少し前ですが、立教大学の中原淳先生の書いたこちらのブログ記事「ニッポンの大人は、『学ぶ内容』を『自分で決めた経験がない』のかもしれないという『妄想』」を読みました。

中原先生の著書に「働く大人のための学びの教科書」という本があります。そのためなのかどうか、最近よく「私は何を学んだらよいですか?」という質問をたくさん受けるのだそうです。

あまりにも頻繁にその手の質問を受けるので、中原先生は、日本では人生において「何を学ぶか」を自分で決めた人が極めて少ないのでは、という仮説をもつに至ります。

そして、日本人は

・「何を学ぶか」ではなく、偏差値という輪切りの一番高いところにある学習内容を学んで来た

・ベルトコンベアに乗るように教育機関を選び、学ぶ内容を他人に決められてきた

のではないか、と書かれています。

記事の後半でも、学ぶことに自分でお金を出している人もまた少ないのではないか、という観察から、自分で決めていないので興味を持てないし、自分で払っていないので真剣に取り組まないのでは、ということも言っています。

その結果、何を学べばいいのかわからない大人が量産されているのではないか・・と記事は結ばれています。

教育の未来を考えるにあたり、私自身、この点はどうしても外せない大事なテーマだと考えています。

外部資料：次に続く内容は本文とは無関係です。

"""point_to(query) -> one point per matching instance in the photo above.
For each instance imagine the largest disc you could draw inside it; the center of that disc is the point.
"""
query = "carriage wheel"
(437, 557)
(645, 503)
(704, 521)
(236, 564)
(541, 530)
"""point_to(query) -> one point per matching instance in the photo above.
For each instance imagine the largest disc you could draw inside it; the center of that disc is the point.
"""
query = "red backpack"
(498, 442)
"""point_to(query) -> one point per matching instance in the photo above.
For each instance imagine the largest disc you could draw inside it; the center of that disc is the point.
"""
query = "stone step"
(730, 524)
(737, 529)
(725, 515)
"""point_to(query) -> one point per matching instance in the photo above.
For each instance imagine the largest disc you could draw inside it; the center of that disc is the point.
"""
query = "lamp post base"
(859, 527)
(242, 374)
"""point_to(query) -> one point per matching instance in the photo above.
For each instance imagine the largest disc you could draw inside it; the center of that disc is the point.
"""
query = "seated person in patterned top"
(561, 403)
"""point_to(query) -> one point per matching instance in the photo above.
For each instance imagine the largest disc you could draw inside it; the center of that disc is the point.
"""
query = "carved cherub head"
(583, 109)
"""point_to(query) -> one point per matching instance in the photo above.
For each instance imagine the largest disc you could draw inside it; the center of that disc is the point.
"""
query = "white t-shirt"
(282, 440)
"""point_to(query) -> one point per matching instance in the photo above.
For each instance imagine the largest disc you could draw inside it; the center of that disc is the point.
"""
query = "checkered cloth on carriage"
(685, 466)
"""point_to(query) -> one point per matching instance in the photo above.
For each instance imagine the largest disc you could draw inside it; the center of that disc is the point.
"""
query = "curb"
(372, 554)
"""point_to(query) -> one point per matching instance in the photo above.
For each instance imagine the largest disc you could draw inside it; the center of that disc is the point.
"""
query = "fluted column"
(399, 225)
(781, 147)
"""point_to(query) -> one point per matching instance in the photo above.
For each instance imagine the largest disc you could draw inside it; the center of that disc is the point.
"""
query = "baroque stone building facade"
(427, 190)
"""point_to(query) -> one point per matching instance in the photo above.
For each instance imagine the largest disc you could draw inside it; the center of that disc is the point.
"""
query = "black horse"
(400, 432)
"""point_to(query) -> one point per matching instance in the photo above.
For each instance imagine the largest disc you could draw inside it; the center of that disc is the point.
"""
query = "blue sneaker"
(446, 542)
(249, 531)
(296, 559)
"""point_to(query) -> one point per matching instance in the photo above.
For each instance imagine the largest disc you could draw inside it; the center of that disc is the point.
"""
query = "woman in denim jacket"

私はアメリカで出産し、まだ子どもたちが小さいうちに、こちらの Redirecting Children’s Behavior” (自己肯定感を育む子育て(仮)という本に出会いました。アドラー心理学をベースに書かれたこの本では、子どもが健全な自己肯定感を育むためのコミュニケーションのヒントがたくさん紹介されています。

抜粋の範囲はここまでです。